I believe a little grace should be given according to circumstances of course. There are children with sensory issues in which certain clothing is not only uncomfortable, but a huge distraction or painful. (I am this way with turtle necks.) Likewise, some children are texture sensitive to food and gag on everything or refuse certain foods due to undetected illness or allergies.
I'm not talking about being legalist. "You will eat everything or else!" I'm talking about a child who learns to accept what they've been given and out of loving obedience do what they would rather not.
So to play it out practically this is how it goes around our table. The food war begins usually between 12-24 months when the baby is growing up and learning to use utensils. The stage when, about half of the food is in the tummy and the other half on the lap. Along with this independence also comes a little bit fussy eating. The favorite food gets eaten first and the rest winds up on the floor or played with.
So dad takes the utensil and begins to feed the child and the war begins. The head turns. The hand goes over the mouth. The lips are tightly sealed. Here we go.
We give a firm warning. "Say Ahh.. it's time to eat...open your mouth." No airplane games. No counting. The baby is taken to the crib, given a swat on the bottom, hugged and left in his room to cry it out.
After a few minutes the child is brought back to the table and the whole situation is replayed. We've been through this a few times and through the years so the kids have come up with a chant to encourage the little one to open his chop. It goes like this, "You can do it. You can do it. Go!!" Then they all open their mouths.
It becomes like a scene in Groundhog Day as the same thing happens over and over again. The little one is red faced and crying and we all just want it to be over.
Then, it finally happens. "You can do it. You can do it. Go!!" The child opens his mouth and takes a bite of the despised food and cheer errupt!! Usually this causes the little one to start laughing and crying at the same time. Dad continues to feed the kid until it is clear that the message has gotten through. The point isn't to eat every last morsel, but rather to accept what is given.
I know that this may seem cruel parenting to some, but for each of our kids we've only had to do it once.
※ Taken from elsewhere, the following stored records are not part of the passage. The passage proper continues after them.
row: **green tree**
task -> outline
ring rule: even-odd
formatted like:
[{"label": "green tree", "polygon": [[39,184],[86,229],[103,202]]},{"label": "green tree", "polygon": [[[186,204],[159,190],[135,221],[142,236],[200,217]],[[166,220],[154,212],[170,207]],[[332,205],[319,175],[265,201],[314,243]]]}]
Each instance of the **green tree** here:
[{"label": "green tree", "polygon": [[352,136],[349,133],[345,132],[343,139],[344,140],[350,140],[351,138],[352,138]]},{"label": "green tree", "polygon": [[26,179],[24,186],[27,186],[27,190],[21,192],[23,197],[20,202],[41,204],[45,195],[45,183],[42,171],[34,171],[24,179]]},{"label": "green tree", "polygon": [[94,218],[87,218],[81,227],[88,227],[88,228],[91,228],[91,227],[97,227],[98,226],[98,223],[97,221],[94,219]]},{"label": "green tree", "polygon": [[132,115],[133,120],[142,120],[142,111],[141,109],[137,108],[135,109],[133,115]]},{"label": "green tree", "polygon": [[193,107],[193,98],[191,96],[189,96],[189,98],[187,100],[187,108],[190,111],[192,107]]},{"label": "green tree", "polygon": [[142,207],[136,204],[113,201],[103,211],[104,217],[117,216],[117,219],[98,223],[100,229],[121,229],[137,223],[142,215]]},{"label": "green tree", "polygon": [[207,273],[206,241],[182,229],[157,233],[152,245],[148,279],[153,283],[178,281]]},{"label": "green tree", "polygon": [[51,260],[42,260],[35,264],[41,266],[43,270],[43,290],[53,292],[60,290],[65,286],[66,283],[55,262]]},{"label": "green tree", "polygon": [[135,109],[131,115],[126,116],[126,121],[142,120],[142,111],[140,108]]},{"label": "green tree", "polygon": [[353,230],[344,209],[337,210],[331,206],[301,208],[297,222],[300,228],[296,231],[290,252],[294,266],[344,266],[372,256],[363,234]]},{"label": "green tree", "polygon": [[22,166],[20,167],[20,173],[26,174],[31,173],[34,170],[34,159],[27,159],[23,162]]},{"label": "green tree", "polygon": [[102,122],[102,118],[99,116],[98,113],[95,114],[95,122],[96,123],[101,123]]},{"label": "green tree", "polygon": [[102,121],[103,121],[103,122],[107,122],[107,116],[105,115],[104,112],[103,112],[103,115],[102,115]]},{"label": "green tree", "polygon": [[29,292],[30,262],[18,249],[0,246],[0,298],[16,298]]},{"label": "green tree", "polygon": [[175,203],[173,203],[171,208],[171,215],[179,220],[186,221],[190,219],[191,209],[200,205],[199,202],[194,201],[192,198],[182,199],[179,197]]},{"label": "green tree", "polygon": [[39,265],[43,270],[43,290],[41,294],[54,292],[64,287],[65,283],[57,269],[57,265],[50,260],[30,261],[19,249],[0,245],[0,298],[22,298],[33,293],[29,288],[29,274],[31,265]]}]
There are still foods that each one of the children don't like that they are required to try and eat. We usually have them eat as many bites as they are old or for the older ones we just give them a small portion on their plate.
Hopefully this will be one of the first steps in teaching them to trust and learn to enjoy what God provides.
"Therefore I tell you, do not worry about your life, what you will eat or drink; or about your body, what you will wear. Is not life more important than food, and the body more important than clothes? Look at the birds of the air; they do not sow or reap or store away in barns, and yet your heavenly Father feeds them. Are you not much more valuable than they? Who of you by worrying can add a single hour to his life?
"And why do you worry about clothes? See how the lilies of the field grow. They do not labor or spin. Yet I tell you that not even Solomon in all his splendor was dressed like one of these. If that is how God clothes the grass of the field, which is here today and tomorrow is thrown into the fire, will he not much more clothe you, O you of little faith? So do not worry, saying, 'What shall we eat?' or 'What shall we drink?' or 'What shall we wear?' For the pagans run after all these things, and your heavenly Father knows that you need them. But seek first his kingdom and his righteousness, and all these things will be given to you as well. Therefore do not worry about tomorrow, for tomorrow will worry about itself. Each day has enough trouble of its own.
"Which of you, if his son asks for bread, will give him a stone? Or if he asks for a fish, will give him a snake? If you, then, though you are evil, know how to give good gifts to your children, how much more will your Father in heaven give good gifts to those who ask him!